The village of Hombeek lies on the River Zenne to the west of Mechelen. As you travel along the quiet roads past the countless fields, it will soon become apparent that this is true agricultural country. And with a spot of luck, you’ll be able to pay a visit to the famous Hombeek allotments.
Hombeek is the perfect place for a pit stop at a local bar or restaurant, all of which are located within a few roads of each other. From here you make your way through the beautiful village centre with its recently remodelled square, and along dirt tracks to Expoel, a stately home which may owe its name to an evil spirit or witch that lived in a pool there.
DON’T MISS – HOMBEEK
1. Eglegem lake
Eglegem lake, or “Hombeek pit” as it is called here, was created when the E19 motorway was constructed.
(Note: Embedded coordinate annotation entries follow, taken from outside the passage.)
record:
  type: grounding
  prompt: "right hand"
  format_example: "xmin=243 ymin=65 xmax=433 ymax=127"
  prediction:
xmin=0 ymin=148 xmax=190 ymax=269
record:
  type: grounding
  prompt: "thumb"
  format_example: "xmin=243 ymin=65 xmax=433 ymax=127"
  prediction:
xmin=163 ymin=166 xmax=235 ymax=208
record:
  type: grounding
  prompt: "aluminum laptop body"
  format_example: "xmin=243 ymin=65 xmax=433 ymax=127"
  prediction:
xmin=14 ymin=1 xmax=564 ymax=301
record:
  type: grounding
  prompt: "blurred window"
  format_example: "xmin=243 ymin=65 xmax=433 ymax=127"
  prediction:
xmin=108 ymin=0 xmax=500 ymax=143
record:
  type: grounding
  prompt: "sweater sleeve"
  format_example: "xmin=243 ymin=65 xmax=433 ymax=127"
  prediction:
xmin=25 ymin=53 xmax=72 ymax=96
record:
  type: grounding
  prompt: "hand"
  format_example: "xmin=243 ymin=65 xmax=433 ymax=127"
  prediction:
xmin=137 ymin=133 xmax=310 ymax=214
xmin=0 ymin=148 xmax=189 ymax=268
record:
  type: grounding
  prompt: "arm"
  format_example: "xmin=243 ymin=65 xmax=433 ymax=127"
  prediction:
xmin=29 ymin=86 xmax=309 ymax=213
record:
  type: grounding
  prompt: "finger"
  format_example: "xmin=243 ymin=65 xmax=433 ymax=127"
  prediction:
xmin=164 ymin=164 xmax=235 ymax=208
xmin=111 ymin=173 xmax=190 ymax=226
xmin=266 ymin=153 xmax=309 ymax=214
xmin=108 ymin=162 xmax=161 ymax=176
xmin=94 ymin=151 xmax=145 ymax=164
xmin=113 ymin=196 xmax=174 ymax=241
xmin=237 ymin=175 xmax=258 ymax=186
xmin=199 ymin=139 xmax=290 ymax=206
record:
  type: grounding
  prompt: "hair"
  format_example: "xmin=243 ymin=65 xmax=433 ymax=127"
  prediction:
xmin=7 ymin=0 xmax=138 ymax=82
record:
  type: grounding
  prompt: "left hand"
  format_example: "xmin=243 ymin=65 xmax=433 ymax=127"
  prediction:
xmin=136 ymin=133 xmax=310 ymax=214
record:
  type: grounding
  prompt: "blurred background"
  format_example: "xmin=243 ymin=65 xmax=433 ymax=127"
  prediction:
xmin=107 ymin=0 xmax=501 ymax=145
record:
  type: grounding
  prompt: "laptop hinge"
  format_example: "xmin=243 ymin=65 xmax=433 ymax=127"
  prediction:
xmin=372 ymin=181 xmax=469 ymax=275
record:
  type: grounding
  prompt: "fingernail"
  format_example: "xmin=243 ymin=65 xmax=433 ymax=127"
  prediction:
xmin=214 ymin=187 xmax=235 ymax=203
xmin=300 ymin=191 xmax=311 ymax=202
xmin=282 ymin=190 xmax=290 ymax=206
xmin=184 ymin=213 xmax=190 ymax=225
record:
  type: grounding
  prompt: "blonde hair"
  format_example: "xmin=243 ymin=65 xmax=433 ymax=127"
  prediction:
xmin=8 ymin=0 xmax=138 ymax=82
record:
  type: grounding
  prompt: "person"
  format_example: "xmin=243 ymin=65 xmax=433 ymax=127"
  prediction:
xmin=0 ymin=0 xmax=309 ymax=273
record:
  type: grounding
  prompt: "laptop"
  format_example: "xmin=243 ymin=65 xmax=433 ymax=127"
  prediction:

It is now a 43-hectar wildlife area and an important stopover site for birds, as well as home to a family of beavers. In the summer, fishermen line its banks and sailors and windsurfers take to the water.
2. Banks of the Zenne
The Zenne dyke in Hombeek is a wonderful place for a walk. Like the Nete, Rupel and Dyle, the Zenne is a freshwater river, subject to the twice-daily ebb and flow of the tide. This process has created extremely rare freshwater mud flats and salt marshes, sheltered, silt-rich habitats. At low tide ducks and waders look for food on the mudflats, where there is no vegetation but which are ecologically important zones favoured by tardigrades known colloquially as water bears. Bluethroats, reed buntings and reed warblers inhabit the reed beds in the salt marsh; warblers and song thrushes the tidal willow woodland.
3. Expoel Castle
Dating from the thirteenth century, the magnificent Expoel Castle may well owe its name to Jan de Axpole, husband of the first known owner, Catharina Raduwaerts. Others claim that it derives its name from an evil spirit or witch that inhabited the pool here. In 1700 the residence became the summer retreat of Balthazar IV Moretus, heir to the printing and publishing house Plantijn in Antwerp and lord almoner of Antwerp. After his death, the castle was sold to the de Meester de Ravestein family.